Selon la loi électorale, la Cour Suprême de Justice est chargée de proclamer les résultats définitifs et dispose de sept jours ouvrables à compter de sa saisine pour rendre ses décisions, puis proclamer les résultats. Le présent article essaie de réfléchir sur le principe de « l’influence déterminante », le critérium fondamental dont se servira le juge électoral (la Cour Suprême de Justice) pour trancher ce contentieux électoral. Il essaie aussi, d’éclairer le juge électoral, les parties au procès et la population Congolaise de l’incidence des « présumées » fraudes et irrégularités sur la décision définitive du juge électoral et l'issue des élections. Tout en notant que la présente réflexion ne préjuge pas du fond du contentieux.

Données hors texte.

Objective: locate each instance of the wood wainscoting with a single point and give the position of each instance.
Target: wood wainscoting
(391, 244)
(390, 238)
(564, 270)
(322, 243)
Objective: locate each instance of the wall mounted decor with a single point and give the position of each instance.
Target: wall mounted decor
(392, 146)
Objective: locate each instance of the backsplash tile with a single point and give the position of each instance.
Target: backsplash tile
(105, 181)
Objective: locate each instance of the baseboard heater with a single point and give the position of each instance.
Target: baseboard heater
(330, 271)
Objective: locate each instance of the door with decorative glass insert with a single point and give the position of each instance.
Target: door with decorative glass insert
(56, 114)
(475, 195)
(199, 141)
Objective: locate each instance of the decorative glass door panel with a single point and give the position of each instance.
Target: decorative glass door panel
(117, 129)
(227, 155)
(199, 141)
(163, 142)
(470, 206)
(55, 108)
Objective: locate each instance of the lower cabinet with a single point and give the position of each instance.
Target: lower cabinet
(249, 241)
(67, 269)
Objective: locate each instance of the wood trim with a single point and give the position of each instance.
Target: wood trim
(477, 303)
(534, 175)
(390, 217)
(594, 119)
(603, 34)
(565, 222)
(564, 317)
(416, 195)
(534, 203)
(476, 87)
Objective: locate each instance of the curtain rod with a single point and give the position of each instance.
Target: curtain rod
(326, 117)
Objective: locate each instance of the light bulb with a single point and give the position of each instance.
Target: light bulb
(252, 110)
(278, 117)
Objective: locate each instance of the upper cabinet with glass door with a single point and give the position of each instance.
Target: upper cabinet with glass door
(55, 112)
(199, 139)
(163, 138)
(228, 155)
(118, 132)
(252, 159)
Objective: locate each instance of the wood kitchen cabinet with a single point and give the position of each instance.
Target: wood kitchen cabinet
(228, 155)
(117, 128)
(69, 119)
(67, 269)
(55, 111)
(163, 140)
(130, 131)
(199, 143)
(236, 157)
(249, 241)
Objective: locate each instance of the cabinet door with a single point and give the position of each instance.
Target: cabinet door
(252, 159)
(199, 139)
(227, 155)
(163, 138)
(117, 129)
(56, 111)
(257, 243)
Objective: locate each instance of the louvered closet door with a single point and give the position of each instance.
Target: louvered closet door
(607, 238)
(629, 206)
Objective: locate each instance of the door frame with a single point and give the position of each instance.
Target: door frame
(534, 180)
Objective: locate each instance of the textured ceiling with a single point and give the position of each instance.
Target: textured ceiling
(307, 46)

I. CONFLITS ET CONTESTATIONS AU RENDEZ-VOUS ELECTORAL

A chaque étape de l'élection - avant, pendant, après... -, des irrégularités peuvent se commettre. Cela va de la falsification des listes électorales jusqu'aux faits de propagande mensongère, en passant par les erreurs dans le décompte des bulletins ou le dépassement des comptes de campagne. Ainsi donc, les violences, les fraudes et les altérations à la sincérité ont toujours été au rendez-vous électoral aussi bien en Afrique qu’ailleurs.i

L'histoire et l'actualité montrent que les élections même dans les démocraties libérales établies, ne sont pas toujours conformes à l'idéal démocratique. Les élections peuvent donc, générer des conflits et même amener aux guerres, comme ce fut le cas de l’Angola en 1992, de la Côte-d'Ivoire depuis 1999, Madagascar en 2001-2002, Togo en 2005, etc.ii

Fort de ce qui précède,d’aucuns n’hésitent plus à affirmer que les élections, considérées comme une voie privilégiée de sortie de crises et d'expression du pluralisme retrouvé, se voient attribuer la responsabilité des tensions voire des ruptures de consensus qui affectent la vie politique en Afrique.iii

Notons que le danger des conflits liés aux élections est spécialement haut dans les sociétés qui sortent des situations des conflits et guerres et dans lesquelles les démocraties sont jeunes et fragiles. Tel est le cas de notre pays. Le problème le plus souvent demeure dans la nécessité de garantir la transparence du processus électoral et de gestion du contentieux afin de renforcer l’acceptation et la crédibilité des résultats électoraux.

II. LE ROLE DE LA COUR SUPREME DE JUSTICE DANS LA GESTION DU CONTENTIEUX ELECTORAL EN RDC

L’instauration de l’Etat de droit est une exigence constitutionnelle qui occupe une place de choix dans les préambules de plusieurs constitutions et, la RDC ne fait pas exception. Le corollaire de cette exigence étant la tenue régulière d’élections libres, transparentes et sincères.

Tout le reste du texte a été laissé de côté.